A proper balance ensures maximum supply chain profit and sustainable development. This study gives insights into reducing the ordering cost by investing some capital in the original ordering cost and showing its validity range by which one can invest safely. This study also integrated that product deterioration factor into the green policy, ensuring product deterioration and ordering cost reduction. However, the effective way of preserving products is to lengthen their lifetime. In the absence of these three investments, the proposed models showed a decrease in profit, and the value is 15.68% lower than when all the investments were active for case I (with shortage). Likewise, for the second case (without shortage), a similar observation is true, i.e., the profit (obtained without considering the three investments) was reduced by 62.94% when all the three investments are considered. Meanwhile, this study has also proved that there might be an economic benefit for case I (with shortage) against case II (without shortage), should that be at a marginal level. The theoretical derivations have been given to justify the model for the practitioners to support the numerical results.

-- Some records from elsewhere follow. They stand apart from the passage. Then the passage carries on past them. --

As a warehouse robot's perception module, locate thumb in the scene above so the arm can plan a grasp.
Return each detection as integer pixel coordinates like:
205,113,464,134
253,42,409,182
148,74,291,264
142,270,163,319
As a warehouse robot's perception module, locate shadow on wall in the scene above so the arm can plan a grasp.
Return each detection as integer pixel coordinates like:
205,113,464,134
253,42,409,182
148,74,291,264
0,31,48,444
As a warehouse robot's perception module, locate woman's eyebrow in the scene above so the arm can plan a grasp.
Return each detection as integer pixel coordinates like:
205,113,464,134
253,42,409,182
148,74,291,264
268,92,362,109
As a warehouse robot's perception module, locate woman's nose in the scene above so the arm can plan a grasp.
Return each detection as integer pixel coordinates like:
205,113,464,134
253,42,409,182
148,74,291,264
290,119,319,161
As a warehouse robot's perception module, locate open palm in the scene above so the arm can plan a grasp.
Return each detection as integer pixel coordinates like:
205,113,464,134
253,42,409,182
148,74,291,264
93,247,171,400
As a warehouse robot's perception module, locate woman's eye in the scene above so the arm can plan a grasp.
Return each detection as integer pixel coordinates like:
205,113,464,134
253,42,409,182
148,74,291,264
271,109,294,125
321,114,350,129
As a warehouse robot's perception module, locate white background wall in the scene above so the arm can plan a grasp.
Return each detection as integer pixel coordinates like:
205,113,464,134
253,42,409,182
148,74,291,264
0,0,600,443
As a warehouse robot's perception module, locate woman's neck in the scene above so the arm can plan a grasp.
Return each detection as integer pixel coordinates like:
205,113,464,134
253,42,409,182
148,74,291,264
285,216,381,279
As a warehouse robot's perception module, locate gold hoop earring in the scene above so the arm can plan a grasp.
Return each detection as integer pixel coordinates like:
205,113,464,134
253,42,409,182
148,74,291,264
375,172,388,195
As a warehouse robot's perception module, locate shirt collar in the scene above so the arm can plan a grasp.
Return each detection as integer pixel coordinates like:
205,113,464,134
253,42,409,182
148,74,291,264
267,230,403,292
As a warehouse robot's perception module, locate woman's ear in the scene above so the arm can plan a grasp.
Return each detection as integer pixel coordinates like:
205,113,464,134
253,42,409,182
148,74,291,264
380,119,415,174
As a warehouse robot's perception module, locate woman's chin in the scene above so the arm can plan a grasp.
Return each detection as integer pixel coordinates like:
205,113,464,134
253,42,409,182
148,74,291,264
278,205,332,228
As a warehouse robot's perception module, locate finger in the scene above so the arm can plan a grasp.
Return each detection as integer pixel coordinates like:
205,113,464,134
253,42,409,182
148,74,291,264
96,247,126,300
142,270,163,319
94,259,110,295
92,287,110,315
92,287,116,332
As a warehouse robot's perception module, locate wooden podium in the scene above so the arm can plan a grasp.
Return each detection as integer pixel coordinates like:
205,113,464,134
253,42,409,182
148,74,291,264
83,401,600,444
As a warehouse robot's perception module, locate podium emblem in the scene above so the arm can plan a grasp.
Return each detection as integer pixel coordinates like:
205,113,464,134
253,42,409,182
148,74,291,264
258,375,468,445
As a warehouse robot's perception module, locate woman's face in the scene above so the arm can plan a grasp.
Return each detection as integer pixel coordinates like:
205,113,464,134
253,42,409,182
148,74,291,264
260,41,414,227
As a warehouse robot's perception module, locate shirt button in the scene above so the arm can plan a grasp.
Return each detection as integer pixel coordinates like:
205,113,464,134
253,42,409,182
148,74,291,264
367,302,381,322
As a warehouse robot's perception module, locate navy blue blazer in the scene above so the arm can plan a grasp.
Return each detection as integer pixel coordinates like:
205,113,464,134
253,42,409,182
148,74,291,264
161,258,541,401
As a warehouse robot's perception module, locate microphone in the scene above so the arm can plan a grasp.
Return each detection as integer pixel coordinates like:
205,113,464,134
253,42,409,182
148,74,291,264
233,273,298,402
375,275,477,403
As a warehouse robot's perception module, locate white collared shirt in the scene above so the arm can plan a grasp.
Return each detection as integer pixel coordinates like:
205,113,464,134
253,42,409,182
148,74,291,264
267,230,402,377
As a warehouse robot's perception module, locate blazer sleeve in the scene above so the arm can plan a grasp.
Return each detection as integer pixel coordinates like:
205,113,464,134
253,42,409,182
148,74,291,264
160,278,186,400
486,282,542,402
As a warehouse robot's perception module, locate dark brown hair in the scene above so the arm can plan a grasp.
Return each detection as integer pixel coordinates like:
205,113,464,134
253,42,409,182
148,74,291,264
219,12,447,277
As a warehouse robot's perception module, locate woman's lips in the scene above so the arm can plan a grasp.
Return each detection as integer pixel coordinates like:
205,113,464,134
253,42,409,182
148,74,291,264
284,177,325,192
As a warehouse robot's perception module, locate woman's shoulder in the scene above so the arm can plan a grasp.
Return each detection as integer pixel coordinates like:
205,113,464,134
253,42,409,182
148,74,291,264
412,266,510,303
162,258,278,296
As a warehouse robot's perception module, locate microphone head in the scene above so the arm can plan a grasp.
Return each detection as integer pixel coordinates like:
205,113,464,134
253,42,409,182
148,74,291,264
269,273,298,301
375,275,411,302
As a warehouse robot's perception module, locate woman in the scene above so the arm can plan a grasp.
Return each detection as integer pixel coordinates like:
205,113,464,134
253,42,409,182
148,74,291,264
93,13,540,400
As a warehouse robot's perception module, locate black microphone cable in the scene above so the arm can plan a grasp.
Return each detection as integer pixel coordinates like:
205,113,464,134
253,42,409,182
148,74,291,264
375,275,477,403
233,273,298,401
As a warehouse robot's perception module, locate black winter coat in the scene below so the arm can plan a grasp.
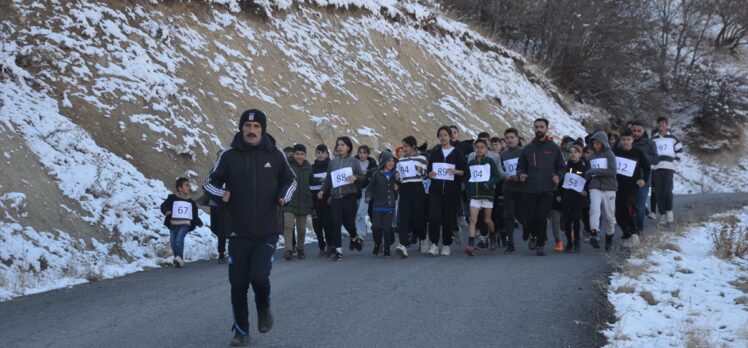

This model lags in noticing some crucial issues responsible for producing carbon in the environment, e.g., carbon emissions from production processes and waste disposal. This study has some limitations regarding the model’s choice and the features included in the model. One can quickly investigate a situation where more carbon emitted means (e.g., oil and gas industries) can consider. In contrast, this study only examines product retention and transportation as a means of carbon emissions. This study is to introduce some payment systems, such as trade-credit policy and advance payment scheme. Incorporating variable customers’ demands can be another exciting extension of this proposed study.